Sonys neue Adaption der beliebten Capcom-Videospielreihe wird laut Box Office Theory voraussichtlich am kommenden Wochenende zwischen 45 und 60 Millionen US-Dollar im Inland einspielen. Dies stellt eine deutliche Steigerung gegenüber früheren optimistischeren Schätzungen von 35 bis 50 Millionen US-Dollar dar, wie Deadline berichtete. Selbst am unteren Ende dieser Prognosen wird Creggers Resident Evil die Franchise-Rekorde brechen.

Die Resident Evil-Filmreihe kann auf weltweite Einnahmen von über 1 Milliarde US-Dollar bei sieben Live-Action-Kinoveröffentlichungen über zwei Jahrzehnte zurückblicken und ist damit eines von nur sechs Horror-Franchises, das diesen Meilenstein erreicht hat. Diese Filme verzeichneten jedoch historisch bescheidene Starts im Inland, wobei Resident Evil: Afterlife aus dem Jahr 2010 mit 26,6 Millionen US-Dollar den Rekord hält (was zu einem weltweiten Gesamtergebnis von 300,2 Millionen US-Dollar führte). Creggers Reboot wird somit voraussichtlich alle bisherigen Teile deutlich übertreffen.
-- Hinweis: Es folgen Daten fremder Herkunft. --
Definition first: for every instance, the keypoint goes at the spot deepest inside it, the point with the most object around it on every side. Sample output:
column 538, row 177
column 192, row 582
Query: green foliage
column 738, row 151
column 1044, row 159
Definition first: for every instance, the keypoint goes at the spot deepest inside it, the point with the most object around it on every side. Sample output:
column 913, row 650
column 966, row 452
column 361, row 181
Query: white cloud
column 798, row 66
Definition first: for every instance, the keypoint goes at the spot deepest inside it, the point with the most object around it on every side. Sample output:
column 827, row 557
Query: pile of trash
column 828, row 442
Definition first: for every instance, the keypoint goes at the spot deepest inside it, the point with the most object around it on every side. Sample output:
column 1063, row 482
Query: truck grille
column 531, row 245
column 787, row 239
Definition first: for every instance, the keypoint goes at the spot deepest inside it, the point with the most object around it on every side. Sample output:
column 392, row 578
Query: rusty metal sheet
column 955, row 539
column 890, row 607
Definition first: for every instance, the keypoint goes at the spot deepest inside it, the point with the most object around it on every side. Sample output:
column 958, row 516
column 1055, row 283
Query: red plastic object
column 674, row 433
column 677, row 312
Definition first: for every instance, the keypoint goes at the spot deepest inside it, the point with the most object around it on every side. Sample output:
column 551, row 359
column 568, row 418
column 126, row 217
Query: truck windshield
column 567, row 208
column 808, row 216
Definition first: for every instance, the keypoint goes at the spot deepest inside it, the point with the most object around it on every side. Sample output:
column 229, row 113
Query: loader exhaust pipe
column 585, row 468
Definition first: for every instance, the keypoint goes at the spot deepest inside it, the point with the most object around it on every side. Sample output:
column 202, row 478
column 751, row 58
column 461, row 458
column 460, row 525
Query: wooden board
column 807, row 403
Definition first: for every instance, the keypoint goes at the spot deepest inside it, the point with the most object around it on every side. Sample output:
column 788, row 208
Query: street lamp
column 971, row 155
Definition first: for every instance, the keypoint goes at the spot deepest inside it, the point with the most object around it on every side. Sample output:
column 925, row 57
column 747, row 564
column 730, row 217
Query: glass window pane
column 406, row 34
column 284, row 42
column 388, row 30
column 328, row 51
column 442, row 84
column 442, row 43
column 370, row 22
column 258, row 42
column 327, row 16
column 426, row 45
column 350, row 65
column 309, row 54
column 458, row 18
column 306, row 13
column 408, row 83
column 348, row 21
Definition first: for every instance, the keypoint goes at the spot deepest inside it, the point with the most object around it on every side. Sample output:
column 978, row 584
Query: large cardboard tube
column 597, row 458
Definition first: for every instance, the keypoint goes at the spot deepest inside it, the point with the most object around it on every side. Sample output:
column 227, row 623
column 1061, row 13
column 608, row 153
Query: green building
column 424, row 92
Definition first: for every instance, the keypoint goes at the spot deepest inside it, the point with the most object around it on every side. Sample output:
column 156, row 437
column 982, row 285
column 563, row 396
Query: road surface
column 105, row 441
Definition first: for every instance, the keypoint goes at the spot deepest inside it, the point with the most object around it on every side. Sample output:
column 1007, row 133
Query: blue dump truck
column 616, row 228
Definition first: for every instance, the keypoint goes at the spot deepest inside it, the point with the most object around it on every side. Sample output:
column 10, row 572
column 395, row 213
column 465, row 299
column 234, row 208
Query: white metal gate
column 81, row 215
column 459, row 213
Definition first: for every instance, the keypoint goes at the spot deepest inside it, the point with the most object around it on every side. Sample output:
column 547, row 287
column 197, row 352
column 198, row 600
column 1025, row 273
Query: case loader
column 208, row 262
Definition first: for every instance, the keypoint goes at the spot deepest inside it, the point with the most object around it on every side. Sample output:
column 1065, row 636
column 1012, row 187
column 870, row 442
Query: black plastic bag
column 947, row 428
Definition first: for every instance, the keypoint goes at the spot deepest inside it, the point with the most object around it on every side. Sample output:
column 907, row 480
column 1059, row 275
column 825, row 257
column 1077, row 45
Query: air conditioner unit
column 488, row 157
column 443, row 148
Im Film spielt Austin Abrams Bryan, einen medizinischen Kurier, der in einen unerbittlichen Überlebenskampf verwickelt wird, als eine Nacht des Chaos hereinbricht. An seiner Seite spielt eine überzeugende Besetzung, darunter Zach Cherry (Severance), Kali Reis (True Detective: Night Country) und Paul Walter Hauser (The Naked Gun).
Zach Creggers Vision für Resident Evil platziert die Geschichte im Universum der Spiele, ohne einen bestimmten Titel direkt zu adaptieren. Diese kreative Entscheidung, die trotz einiger Fan-Debatten auf Interesse stößt, scheint erhebliches Mainstream-Interesse zu wecken. Die etablierte globale Anziehungskraft des Franchise ist ein großer Vorteil; so erzielte beispielsweise Resident Evil: The Final Chapter aus dem Jahr 2017 bescheidene 26,8 Millionen US-Dollar im Inland, steigerte sich aber weltweit auf 314,1 Millionen US-Dollar. Diese globale Stärke deutet darauf hin, dass der neue Film nicht ausschließlich auf eine massive nordamerikanische Beteiligung angewiesen sein wird, im Gegensatz zu vielen anderen Horrorveröffentlichungen.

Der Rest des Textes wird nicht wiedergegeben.